Re: [RFC PATCH net-next 0/5] net: In-kernel QUIC implementation with Userspace handshake

Martin KaFai Lau <martin.lau@xxxxxxxxx> · Thu, 25 Apr 2024 21:58:50 -0700

On 4/22/24 1:58 PM, Xin Long wrote:
On Sun, Apr 21, 2024 at 3:27 PM Stefan Metzmacher <metze@xxxxxxxxx> wrote:

Am 20.04.24 um 21:32 schrieb Xin Long:
On Fri, Apr 19, 2024 at 3:19 PM Xin Long <lucien.xin@xxxxxxxxx> wrote:

On Fri, Apr 19, 2024 at 2:51 PM Stefan Metzmacher <metze@xxxxxxxxx> wrote:

Hi Xin Long,

But I think its unavoidable for the ALPN and SNI fields on
the server side. As every service tries to use udp port 443
and somehow that needs to be shared if multiple services want to
use it.

I guess on the acceptor side we would need to somehow detach low level
udp struct sock from the logical listen struct sock.

And quic_do_listen_rcv() would need to find the correct logical listening
socket and call quic_request_sock_enqueue() on the logical socket
not the lowlevel udo socket.
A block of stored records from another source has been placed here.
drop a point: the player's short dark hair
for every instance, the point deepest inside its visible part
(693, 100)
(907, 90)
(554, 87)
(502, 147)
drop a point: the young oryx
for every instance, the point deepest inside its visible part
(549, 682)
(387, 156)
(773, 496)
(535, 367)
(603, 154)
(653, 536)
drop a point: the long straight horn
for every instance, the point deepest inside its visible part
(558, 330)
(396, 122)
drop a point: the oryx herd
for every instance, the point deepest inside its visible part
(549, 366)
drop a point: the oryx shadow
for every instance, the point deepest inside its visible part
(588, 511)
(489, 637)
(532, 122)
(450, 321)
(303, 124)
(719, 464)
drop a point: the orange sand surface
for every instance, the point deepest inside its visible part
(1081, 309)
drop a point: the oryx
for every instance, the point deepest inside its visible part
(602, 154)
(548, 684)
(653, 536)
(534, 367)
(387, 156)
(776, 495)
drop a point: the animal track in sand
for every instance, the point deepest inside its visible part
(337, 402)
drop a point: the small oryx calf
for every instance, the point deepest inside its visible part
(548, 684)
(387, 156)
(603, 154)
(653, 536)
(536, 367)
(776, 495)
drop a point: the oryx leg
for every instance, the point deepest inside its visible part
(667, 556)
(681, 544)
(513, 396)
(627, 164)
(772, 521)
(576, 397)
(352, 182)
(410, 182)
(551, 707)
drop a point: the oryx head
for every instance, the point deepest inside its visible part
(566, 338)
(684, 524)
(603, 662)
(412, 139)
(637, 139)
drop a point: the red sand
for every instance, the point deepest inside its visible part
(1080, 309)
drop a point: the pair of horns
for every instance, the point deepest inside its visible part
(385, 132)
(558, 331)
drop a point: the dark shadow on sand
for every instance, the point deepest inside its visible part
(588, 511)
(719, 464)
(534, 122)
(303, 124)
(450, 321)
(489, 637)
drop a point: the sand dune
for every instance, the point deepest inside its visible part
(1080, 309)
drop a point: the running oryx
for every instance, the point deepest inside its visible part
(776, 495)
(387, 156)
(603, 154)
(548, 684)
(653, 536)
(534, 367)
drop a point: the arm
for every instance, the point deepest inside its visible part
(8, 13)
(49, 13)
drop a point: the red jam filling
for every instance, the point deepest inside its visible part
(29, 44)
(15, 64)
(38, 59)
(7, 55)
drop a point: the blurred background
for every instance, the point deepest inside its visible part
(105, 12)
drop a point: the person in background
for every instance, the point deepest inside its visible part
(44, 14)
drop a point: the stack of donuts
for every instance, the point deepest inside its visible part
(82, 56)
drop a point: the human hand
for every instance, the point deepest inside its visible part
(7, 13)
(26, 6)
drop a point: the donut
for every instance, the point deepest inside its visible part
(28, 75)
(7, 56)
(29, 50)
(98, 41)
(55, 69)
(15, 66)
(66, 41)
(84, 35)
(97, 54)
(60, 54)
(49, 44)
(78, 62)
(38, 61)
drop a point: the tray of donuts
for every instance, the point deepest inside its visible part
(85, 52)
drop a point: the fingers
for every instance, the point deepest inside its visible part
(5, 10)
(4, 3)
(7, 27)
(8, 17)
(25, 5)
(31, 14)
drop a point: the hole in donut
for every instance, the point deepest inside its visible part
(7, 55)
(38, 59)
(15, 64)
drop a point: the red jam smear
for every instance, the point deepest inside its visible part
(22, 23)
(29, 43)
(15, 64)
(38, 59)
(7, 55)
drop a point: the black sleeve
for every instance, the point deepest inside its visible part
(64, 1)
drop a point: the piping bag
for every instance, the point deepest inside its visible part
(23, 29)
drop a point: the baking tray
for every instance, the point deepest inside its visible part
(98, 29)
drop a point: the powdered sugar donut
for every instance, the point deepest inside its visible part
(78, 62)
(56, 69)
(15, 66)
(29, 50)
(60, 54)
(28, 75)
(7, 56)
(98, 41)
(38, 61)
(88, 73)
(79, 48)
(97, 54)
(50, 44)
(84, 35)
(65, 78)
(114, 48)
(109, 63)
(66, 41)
The same for all stuff happening after
quic_request_sock_enqueue() at the end of quic_do_listen_rcv.

The implementation allows one low level UDP sock to serve for multiple
QUIC socks.

Currently, if your 3 quic applications listen to the same address:port
with SO_REUSEPORT socket option set, the incoming connection will choose
one of your applications randomly with hash(client_addr+port) vi
reuseport_select_sock() in quic_sock_lookup().

It should be easy to do a further match with ALPN between these 3 quic
socks that listens to the same address:port to get the right quic sock,
instead of that randomly choosing.

Ah, that sounds good.

The problem is to parse the TLS Client_Hello message to get the ALPN in
quic_sock_lookup(), which is not a proper thing to do in kernel, and
might be rejected by networking maintainers, I need to check with them.

Is the reassembling of CRYPTO frames done in the kernel or
userspace? Can you point me to the place in the code?
In quic_inq_handshake_tail() in kernel, for Client Initial packet
is processed when calling accept(), this is the path:

quic_accept()-> quic_accept_sock_init() -> quic_packet_process() ->
quic_packet_handshake_process() -> quic_frame_process() ->
quic_frame_crypto_process() -> quic_inq_handshake_tail().

Note that it's with the accept sock, not the listen sock.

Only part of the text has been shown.